Başka hiçbir yapı böyle bir eylem içine girmedi. Emniyet ve yargı içinde
örgütlenerek, 'Sadece benim elemanlarım buraya girer, başkası giremez'
demedi. İnsanların mahremine girmedi. Kasetlerle şantajlar yapmaya
kalkmadı. Bu ister ana muhalefet partisi liderine yapılsın geçmişte
olduğu gibi, isterse başka birine yapılsın, bizim için suçtur."
Davutoğlu, diğer cemaatlerin bu tür söylemleri üstüne alınmaması
gerektiğini anlatarak, bu konuda ayrımın net olduğunu söyledi. MGK'da
hiçbir cemaatin konuşulmadığına vurgu yapan Davutoğlu, hiçbir cemaate
karşı da tedbir düşünülmediğini kaydetti. Davutoğlu, MGK'da paralel bir
yapını ve ona karşı alınacak tedbirlerin konuşulduğunu belirtti. Paralel
yapının hedeflerine ulaşması durumunda meşru siyaset yapılacak alanın
ortadan kalkacağını aktararak, "Meşru devlet yönetimi başka yollarla
ipotek altına alınacaktı. Kimse bunu başka şeylerin içine çekmesin.
Kendisini aklayabilmek için tekrar cemaat yapısı içine kendisi içine
koyarak birtakım... Öyle ifadeler kullanmışlar ki, bunlar çocukça algı
operasyonu" diye konuştu.
Türkiye'de sivil toplumun baskı altına alınamayacağını ifade eden Davutoğlu, şöyle devam etti:
"Hiçbir cemaat, sivil toplum örgütü baskı altına alınmayacaktır. Ama
kim olursa olsun kiminle irtibatlı olursa olsun. Halkın meşruiyetini
almadan devlet üzerinde bir ipotek kurmaya kalkarsa bu devlet öyle
sokakta bulunup da bu hale getirilmedi. 12 yıldır gecemizi gündüzümüze
kattık. Bütün AK Parti kadroları ve siyasetçileri itibariyle söylüyorum.
Aslında muhalefete de sesleniyorum. 'Sizin de hukukunuz zedeleniyor.
Çünkü halka gidip talepte bulunuyorsunuz. Birisi görünmeyen bir
muhalefet yapmak istiyor ve sizi kullanmak istiyor. Ne görünmez iktidara
ne de görünmez muhalefete izin veririz. Muhalefet yapacak olan da
çıksın er meydanına. Görüyorsunuz, Anadolu'yu geziyorum.
Çıksın besmeleyi de söyleyerek, 'Euzü billahi mine'ş-şeytani
ve's-siyaset' diyerek, 'Siyasetten uzağım' diyeceksiniz.
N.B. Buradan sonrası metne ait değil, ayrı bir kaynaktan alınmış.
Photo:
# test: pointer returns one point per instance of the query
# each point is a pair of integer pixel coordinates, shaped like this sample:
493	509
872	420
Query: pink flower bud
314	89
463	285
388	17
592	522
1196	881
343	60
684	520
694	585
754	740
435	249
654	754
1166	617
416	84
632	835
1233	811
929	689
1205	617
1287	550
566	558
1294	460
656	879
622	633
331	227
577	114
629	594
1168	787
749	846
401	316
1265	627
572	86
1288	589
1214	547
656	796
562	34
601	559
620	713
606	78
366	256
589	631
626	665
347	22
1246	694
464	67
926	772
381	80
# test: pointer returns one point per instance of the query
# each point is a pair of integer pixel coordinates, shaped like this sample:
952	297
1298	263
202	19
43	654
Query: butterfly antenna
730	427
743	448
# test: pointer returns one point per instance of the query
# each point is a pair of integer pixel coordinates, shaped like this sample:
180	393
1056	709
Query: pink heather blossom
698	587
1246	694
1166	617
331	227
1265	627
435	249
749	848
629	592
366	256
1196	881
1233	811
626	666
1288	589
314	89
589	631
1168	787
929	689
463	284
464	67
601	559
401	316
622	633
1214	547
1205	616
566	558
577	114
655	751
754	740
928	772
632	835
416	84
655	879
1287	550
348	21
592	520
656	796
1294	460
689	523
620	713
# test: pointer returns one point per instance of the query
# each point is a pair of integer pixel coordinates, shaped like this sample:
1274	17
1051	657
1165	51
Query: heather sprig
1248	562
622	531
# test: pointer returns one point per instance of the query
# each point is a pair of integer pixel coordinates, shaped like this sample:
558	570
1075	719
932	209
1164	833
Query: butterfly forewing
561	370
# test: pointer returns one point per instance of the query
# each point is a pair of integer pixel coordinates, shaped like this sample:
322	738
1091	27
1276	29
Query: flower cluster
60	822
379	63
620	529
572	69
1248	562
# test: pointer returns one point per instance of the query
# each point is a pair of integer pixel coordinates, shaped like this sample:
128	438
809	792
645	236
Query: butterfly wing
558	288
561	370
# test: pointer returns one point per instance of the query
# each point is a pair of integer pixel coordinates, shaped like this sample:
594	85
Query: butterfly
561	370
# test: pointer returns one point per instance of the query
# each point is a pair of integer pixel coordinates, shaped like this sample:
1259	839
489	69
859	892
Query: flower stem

Peki uzaksan
uzak dur. Ben akademisyen kimliğim içindeyken herhangi bir siyasi
faaliyet içinde olmadım. Engelleyen bir şey yoktu. Oraya gitmiş
olsaydım, hocalık yapsaydım siyaset yapmazdım. Öğrencilerimi
yetiştirirdim, öğrencim istiyorsa siyaset yapardı, istiyorsa ilim
yapardı. Ama onun üzerinden bir siyasi manipülasyona kalkmazdım."
Davutoğlu, "cemaat"in pak ismini kimsenin kirletmemesi gerektiğini
belirterek, demokratik bir yönetimden kimseye tehdit gelmeyeceğini
söyledi. Demokratik yönetimlerde sivil toplum örgütleri dahil kimsenin
takibat altında olmadığına vurgu yapan Davutoğlu, sivil toplumu aşarak
kamu alanı etkisi altına almak isteyenlerin bunun dışında olduğunu
kaydetti.
Başbakan
Ahmet Davutoğlu, Çözüm Süreci'ne ilişkin, "Hız katma konusunda hiçbir
tereddüdümüz yok. İnşallah seçimden önce nihai noktaya doğru geliriz.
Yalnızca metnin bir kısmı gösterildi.